En effet, depuis Charles Darwin, les biologistes les plus éminents se sont acharnés à démontrer les réactions que développent les plantes face à différentes situations. Par exemple, nous rencontrons celles qui se défendent ou se rétractent au toucher, ou bien celles qui dorment ou qui embellissent sous une attention humaine particulière, en paroles et caresses.

Les hypothèses jusque-là soulevées ont fini par former une discipline de recherche appelée « Neurobiologie des plantes ». Cette dernière suggère que ces organismes aux mille couleurs, bien que non pourvus d’organes sensoriels, sont capables de réagir et de bouger, défiant ainsi la caractéristique d’immobilité les qualifiant.
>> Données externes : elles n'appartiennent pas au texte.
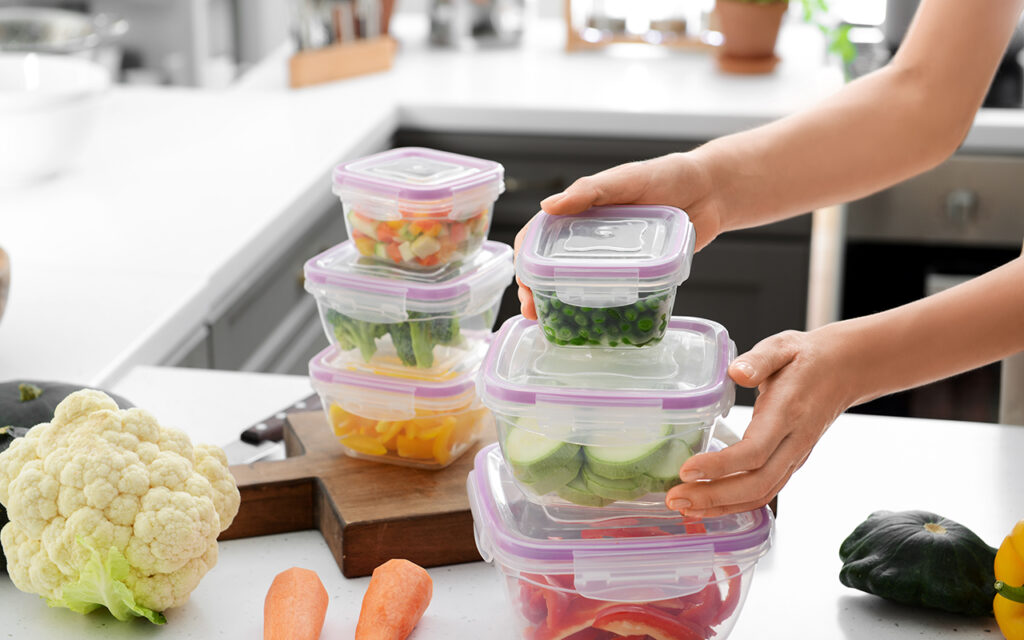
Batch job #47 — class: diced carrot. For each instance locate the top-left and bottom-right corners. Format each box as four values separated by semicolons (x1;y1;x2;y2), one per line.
377;222;394;243
355;560;434;640
263;566;328;640
384;243;401;264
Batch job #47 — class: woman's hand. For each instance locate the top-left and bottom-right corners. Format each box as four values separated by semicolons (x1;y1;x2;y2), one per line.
666;328;854;516
515;154;721;319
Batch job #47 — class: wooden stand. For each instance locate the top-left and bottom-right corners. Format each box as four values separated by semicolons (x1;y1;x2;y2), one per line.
288;36;397;89
565;0;717;51
220;412;495;578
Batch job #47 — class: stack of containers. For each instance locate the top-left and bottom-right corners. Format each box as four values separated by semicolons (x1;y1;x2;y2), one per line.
304;147;513;469
468;206;773;640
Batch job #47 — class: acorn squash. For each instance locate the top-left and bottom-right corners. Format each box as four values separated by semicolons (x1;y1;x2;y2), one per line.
839;511;995;615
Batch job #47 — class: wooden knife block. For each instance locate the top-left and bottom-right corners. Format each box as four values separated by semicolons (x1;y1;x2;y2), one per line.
220;412;496;578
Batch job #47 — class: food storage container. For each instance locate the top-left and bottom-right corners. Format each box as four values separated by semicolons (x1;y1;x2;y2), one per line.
516;205;695;347
467;445;773;640
479;315;736;508
309;346;494;469
334;146;505;271
305;241;513;377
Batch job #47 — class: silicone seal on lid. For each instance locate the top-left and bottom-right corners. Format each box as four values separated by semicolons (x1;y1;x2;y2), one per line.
467;444;774;602
303;241;514;323
333;146;505;220
516;205;696;307
309;345;476;420
478;315;736;436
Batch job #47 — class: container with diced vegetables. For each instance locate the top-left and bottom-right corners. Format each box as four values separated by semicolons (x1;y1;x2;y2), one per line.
333;147;505;271
516;205;695;348
309;346;494;469
478;315;735;508
304;241;513;376
467;444;774;640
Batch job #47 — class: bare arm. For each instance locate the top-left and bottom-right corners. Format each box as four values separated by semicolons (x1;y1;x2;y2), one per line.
542;0;1024;241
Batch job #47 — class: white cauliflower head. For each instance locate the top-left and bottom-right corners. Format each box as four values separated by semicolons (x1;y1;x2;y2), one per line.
0;390;240;622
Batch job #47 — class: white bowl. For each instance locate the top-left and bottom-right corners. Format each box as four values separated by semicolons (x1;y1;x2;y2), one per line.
0;53;111;186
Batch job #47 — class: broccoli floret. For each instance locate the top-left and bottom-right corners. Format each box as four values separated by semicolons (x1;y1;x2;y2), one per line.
327;309;381;362
409;321;434;369
388;323;416;367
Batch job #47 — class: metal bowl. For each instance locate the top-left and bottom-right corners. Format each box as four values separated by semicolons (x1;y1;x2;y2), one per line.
0;6;128;53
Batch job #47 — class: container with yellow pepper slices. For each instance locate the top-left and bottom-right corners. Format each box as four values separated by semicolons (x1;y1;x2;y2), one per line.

De même qu’il a été démontré qu’ils peuvent distinguer entre l’odeur d’un pollinisateur et celle d’un prédateur.

Nos grand-mères et grands-pères dont la main est verte, ont de tout temps soutenu ces croyances et hypothèses, développées par les plus grands chercheurs à travers le monde qui ont filmé, entre autres espèces florales, le Desmodium gyrans réagir aux stimulations sonores, et se mettre à « danser » sous les airs musicaux. Il y a aussi l’histoire avérée des plantes carnivores qui développent des stratégies de défense ingénieuses lorsqu’elles se sentent en danger.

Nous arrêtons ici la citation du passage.